In August 2012, Samsung unveiled the Galaxy Note II, an upgraded version with an even larger screen (151.1 x 80.5 x 9.4mm or 5.9 x 3.2 x 0.4 inches), and promptly sold 5 million of them within two months! It was referred to as a phablet – a smartphone-tablet hybrid.

More importantly, Samsung created a new category of smartphone that people didn't even know they wanted much like Apple did when it released the first iPhone, way back in June 2007.

Additionally, Samsung has proven to be very versatile at adding new software features to its devices. Its director of product planning, Shoneel Kolhatkar, said the company takes user and reviewer input into account when preparing to deliver these software updates. Instead of making users wait a year for new features – as Apple is wont to do – Kolhatkar said Samsung can use that feedback to deliver "incremental innovation that keeps the product alive".

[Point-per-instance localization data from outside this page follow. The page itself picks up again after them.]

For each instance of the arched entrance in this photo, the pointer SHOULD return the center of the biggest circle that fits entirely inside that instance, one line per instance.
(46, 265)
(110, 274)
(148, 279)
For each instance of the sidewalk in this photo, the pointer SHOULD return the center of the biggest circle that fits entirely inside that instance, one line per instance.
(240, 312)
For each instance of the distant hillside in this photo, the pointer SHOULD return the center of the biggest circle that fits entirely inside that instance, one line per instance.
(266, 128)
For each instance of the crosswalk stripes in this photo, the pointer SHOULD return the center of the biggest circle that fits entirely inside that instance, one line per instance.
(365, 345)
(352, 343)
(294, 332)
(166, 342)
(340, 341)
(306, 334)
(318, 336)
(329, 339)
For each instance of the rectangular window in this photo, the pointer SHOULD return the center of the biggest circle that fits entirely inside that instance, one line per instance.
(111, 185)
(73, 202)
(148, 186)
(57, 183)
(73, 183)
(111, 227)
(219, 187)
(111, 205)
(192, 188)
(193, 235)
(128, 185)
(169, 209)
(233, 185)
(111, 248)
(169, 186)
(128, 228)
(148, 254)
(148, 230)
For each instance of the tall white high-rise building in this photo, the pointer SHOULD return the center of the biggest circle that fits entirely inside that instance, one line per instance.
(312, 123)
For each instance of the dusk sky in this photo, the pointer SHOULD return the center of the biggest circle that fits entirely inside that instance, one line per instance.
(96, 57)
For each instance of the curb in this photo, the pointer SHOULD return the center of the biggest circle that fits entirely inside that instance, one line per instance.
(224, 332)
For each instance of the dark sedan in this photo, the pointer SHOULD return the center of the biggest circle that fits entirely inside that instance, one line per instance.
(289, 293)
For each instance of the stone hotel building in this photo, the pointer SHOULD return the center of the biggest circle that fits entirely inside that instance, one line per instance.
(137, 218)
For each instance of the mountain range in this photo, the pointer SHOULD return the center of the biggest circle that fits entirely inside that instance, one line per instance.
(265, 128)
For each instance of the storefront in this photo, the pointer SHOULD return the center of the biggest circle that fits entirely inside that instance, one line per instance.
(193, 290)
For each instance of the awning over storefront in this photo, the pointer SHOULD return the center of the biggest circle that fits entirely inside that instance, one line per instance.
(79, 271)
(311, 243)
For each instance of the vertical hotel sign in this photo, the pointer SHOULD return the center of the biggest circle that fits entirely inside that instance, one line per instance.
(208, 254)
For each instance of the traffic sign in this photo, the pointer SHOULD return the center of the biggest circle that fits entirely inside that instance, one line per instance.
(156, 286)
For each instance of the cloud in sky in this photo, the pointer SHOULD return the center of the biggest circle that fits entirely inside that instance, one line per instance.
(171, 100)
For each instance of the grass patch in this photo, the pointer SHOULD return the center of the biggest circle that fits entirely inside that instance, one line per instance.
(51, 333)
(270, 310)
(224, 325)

Sure, Apple Inc. is No. 1, at least according to the Boston Consulting Group, but Samsung is already sniffing at its heels. The latter’s position at No. 3 is telling. For much of 2012, its reputation hung in the balance. Or so most of us thought.

Having been taken to court by Apple for patent infringement, one would be hard-pressed to imagine that Samsung can spring and land within striking distance of Apple. And to think that Samsung was even labeled as a copier (re: the early Galaxy designs), not as an innovator.

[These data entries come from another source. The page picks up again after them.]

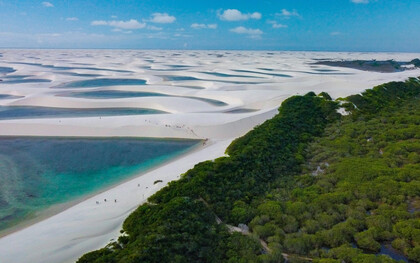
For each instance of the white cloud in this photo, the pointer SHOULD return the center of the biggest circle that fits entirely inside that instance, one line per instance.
(129, 24)
(360, 1)
(47, 4)
(288, 14)
(236, 15)
(201, 26)
(162, 18)
(274, 24)
(253, 33)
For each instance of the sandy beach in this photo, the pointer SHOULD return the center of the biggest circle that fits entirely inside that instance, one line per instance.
(190, 112)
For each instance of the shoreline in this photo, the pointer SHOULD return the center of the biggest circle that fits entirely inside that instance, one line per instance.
(55, 209)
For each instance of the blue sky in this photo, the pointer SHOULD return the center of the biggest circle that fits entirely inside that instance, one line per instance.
(331, 25)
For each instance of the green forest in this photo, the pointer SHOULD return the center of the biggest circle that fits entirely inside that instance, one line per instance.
(309, 185)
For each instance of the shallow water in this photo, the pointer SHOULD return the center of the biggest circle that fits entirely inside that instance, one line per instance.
(36, 173)
(105, 82)
(114, 94)
(24, 112)
(394, 254)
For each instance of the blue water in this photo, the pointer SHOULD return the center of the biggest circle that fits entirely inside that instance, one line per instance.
(113, 94)
(94, 83)
(262, 73)
(223, 75)
(7, 96)
(71, 68)
(36, 173)
(6, 70)
(23, 112)
(23, 80)
(178, 78)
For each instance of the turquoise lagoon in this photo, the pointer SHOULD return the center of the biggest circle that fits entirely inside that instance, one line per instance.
(39, 172)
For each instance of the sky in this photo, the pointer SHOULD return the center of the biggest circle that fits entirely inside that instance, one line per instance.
(314, 25)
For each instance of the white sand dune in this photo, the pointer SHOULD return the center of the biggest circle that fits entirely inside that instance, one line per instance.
(88, 226)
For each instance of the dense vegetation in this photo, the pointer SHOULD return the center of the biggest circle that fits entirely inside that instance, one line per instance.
(310, 185)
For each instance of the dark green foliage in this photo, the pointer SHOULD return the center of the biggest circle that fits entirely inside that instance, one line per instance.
(307, 182)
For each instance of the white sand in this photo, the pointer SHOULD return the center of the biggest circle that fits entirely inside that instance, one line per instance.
(87, 226)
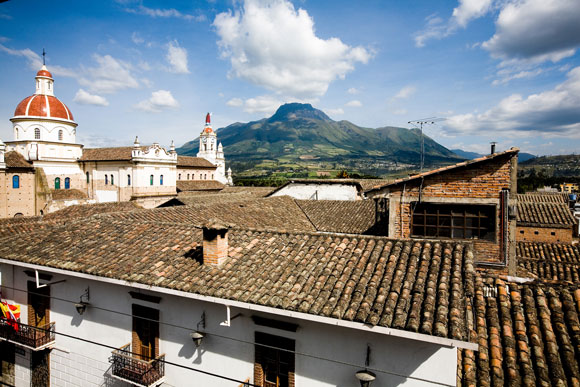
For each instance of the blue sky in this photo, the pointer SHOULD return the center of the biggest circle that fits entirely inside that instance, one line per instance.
(496, 70)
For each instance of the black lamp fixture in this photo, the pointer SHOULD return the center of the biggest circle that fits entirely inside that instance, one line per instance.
(81, 306)
(198, 335)
(366, 377)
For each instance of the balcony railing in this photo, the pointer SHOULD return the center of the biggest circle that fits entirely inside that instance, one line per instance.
(128, 367)
(35, 338)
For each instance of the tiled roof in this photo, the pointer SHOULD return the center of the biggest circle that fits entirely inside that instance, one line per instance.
(545, 214)
(68, 194)
(528, 334)
(320, 181)
(14, 159)
(86, 210)
(122, 153)
(345, 216)
(413, 285)
(550, 261)
(199, 185)
(511, 152)
(197, 162)
(542, 197)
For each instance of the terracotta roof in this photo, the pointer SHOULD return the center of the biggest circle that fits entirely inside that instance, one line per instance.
(418, 286)
(14, 159)
(345, 216)
(86, 210)
(557, 262)
(527, 334)
(510, 152)
(199, 185)
(542, 197)
(321, 181)
(107, 154)
(197, 162)
(556, 215)
(68, 194)
(41, 105)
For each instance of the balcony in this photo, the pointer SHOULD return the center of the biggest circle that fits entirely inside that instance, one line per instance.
(128, 367)
(35, 338)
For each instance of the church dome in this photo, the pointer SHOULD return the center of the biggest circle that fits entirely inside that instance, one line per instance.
(45, 106)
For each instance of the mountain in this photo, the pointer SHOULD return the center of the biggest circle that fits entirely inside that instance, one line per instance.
(299, 132)
(522, 156)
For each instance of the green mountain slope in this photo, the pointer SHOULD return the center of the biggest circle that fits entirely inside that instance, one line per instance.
(301, 132)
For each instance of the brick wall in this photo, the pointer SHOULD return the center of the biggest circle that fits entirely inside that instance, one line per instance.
(543, 234)
(480, 183)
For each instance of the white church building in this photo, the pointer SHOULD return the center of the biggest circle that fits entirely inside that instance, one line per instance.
(67, 173)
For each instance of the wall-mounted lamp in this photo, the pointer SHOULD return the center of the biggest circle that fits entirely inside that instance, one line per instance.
(198, 335)
(81, 306)
(366, 377)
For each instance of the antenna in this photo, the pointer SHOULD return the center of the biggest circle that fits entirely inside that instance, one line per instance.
(421, 122)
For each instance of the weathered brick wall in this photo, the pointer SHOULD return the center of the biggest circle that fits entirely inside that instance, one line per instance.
(543, 234)
(478, 184)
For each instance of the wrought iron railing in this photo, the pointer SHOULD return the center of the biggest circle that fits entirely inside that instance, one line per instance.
(27, 335)
(127, 366)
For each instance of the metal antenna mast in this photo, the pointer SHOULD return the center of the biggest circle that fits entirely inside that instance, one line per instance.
(420, 122)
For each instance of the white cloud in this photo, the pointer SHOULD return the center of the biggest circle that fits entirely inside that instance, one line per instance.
(159, 100)
(334, 112)
(85, 98)
(536, 30)
(235, 102)
(177, 58)
(164, 13)
(551, 113)
(110, 76)
(262, 104)
(405, 92)
(271, 44)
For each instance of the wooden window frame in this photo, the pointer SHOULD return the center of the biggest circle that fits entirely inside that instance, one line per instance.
(454, 221)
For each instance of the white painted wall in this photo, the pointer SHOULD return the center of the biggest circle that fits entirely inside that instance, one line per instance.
(233, 358)
(319, 191)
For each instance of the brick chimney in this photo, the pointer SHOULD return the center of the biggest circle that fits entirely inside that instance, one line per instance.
(215, 242)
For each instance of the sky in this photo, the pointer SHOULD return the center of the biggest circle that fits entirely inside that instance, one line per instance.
(490, 70)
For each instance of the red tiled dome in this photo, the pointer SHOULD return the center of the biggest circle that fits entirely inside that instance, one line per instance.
(44, 73)
(40, 105)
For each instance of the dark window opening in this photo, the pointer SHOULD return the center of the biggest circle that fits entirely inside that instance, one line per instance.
(274, 362)
(454, 221)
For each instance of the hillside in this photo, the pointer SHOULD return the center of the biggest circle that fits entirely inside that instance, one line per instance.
(298, 134)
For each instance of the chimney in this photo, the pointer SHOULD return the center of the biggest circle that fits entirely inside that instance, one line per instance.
(215, 242)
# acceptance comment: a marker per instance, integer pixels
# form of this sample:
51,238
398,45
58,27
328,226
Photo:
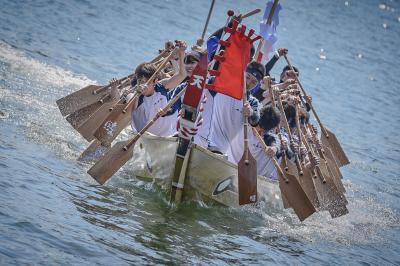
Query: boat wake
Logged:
28,91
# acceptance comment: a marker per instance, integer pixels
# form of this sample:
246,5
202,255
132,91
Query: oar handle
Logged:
160,67
305,94
298,126
152,121
271,92
317,171
296,157
273,158
245,124
269,21
208,19
121,80
251,13
271,13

Yet, its record for innovation, as opposed to its litigation with Apple, is finally winning hordes of fans everywhere and not just at BCG. The company is innovating at a pace faster than Apple can. And that might bode ill for Apple in 2013.

That's right! 2013 may well be the year we look to Korea for who is defining the future of tech. Apple fans, eat your hearts out!

It is true that Apple was (although many will insist it still "is") known for its breakthrough innovations. It reshaped the smartphone industry when Nokia was clueless. It gave us the Ultra, with MacAir, and it finally got tablets right with the iPad. To many, that run ended in 2010, too long ago for Apple to continue receiving the bouquets of praises.

Still, don’t write off Apple just yet – the concept of sustainable innovation must also embrace periods of incremental change and relative failure. I suspect Apple will come back with a vengeance. And Samsung must be on its toes if it wishes to challenge Apple. I look at this competition with lots of positivity. When both these companies compete – customers benefit!

1 comment:

Patrick said...

Strategically, Apple has lost touch with consumer's taste. With the lost of Steve Jobs, Apple lost its direction and mojo. It is only attempting to extent Jobs legacy and vision until it runs out of steam.

Samsung is not only reading the market trend quite accurately, but also are quite adapt at setting trends. Its got quite a number of strengths it can capitalise on.

I do not believe Apple will survive much longer and will go the way of Nokia.....its a matter of time.